Many times, the thought of domestic abuse brings to mind only the physical, but it can take many forms, including emotional, mental, sexual, financial and verbal abuse.
None of them are easy to talk about.
That’s a big part of why Stewart and Cruz believe events like the Domestic Violence Seminar hosted on October 25 at the ALA cafeteria are necessary for those experiencing domestic abuse—so that they know they can come forward, and that the Community is here for them.
At the event, information booths lining the hallway outside the cafeteria had gifts for mental health support and resources for attendees, and a meal was provided by Julio’s Too Mexican restaurant. After dinner, families in attendance were advised that they may take their children from the room at any time if they felt the topic was becoming too upsetting.

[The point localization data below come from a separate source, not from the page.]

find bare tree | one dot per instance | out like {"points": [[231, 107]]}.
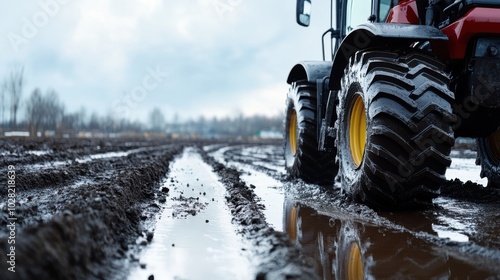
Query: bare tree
{"points": [[2, 102], [14, 86], [44, 112], [34, 111], [157, 120]]}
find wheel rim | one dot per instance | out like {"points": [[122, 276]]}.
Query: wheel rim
{"points": [[292, 133], [494, 143], [355, 264], [357, 130]]}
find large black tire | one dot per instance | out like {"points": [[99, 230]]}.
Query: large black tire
{"points": [[394, 128], [488, 156], [302, 158]]}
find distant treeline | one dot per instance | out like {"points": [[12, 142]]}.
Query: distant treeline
{"points": [[45, 115]]}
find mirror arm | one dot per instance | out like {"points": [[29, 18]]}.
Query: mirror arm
{"points": [[335, 34]]}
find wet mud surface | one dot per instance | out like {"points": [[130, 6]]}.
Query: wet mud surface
{"points": [[134, 209]]}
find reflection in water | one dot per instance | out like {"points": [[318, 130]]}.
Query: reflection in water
{"points": [[342, 248]]}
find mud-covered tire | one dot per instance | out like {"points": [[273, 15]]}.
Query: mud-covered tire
{"points": [[403, 155], [488, 156], [302, 158]]}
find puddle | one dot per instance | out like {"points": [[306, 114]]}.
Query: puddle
{"points": [[341, 248], [269, 190], [465, 169], [199, 242], [38, 153]]}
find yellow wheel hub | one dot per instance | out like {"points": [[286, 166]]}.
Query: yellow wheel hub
{"points": [[355, 263], [292, 132], [357, 130], [494, 143]]}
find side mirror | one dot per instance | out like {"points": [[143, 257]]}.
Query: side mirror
{"points": [[303, 12]]}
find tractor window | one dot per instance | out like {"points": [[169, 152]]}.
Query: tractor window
{"points": [[358, 11], [384, 8]]}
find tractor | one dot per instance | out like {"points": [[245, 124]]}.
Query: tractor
{"points": [[404, 80]]}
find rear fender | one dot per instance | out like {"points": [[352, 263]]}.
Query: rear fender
{"points": [[317, 73], [386, 35]]}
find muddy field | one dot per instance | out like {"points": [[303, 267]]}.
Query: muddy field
{"points": [[136, 209]]}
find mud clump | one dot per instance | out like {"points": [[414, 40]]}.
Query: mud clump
{"points": [[279, 258], [80, 232]]}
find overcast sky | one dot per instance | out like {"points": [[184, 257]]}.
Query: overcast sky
{"points": [[186, 57]]}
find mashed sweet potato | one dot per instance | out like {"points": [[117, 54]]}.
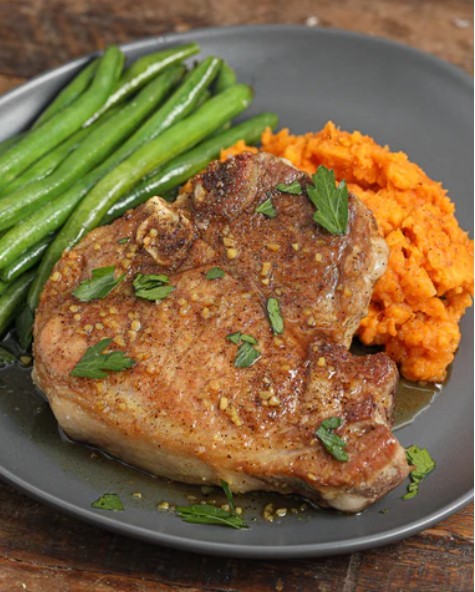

The seminar was divided into a series of presentations covering the cycle of abuse, the role of power and control in the tactics of abusers, how domestic violence cases are handled from a law enforcement and legal system standpoint, and the experience of domestic violence through the eyes of a child.
The impact of witnessing such traumatic events cannot be overstated when it comes to children. A child who witnesses domestic violence is experiencing a form of child abuse because of the emotional and psychological trauma of witnessing the behavior. When a child sees this, they learn it. Seventy percent of offenders in treatment for domestic violence witnessed it as a child. The statistics are ugly, and they indicate that when children witness domestic abuse, their risk of cognitive and developmental delays increases significantly as well, leading to further challenges that carry on throughout their lives.
Throughout the presentation, there were drawings for prizes including a Pendleton bag and an iPad to hopefully encourage more participants to attend future events.
Though October’s Domestic Violence Awareness Month has come to an end, the work does not. Events like this become opportunities for open discussion, providing a reference point in conversations so that we as a Community can bring the uncomfortable topic of abuse out of silent shame and into a healing light.
Domestic violence survives in silence. Speak up, tell someone.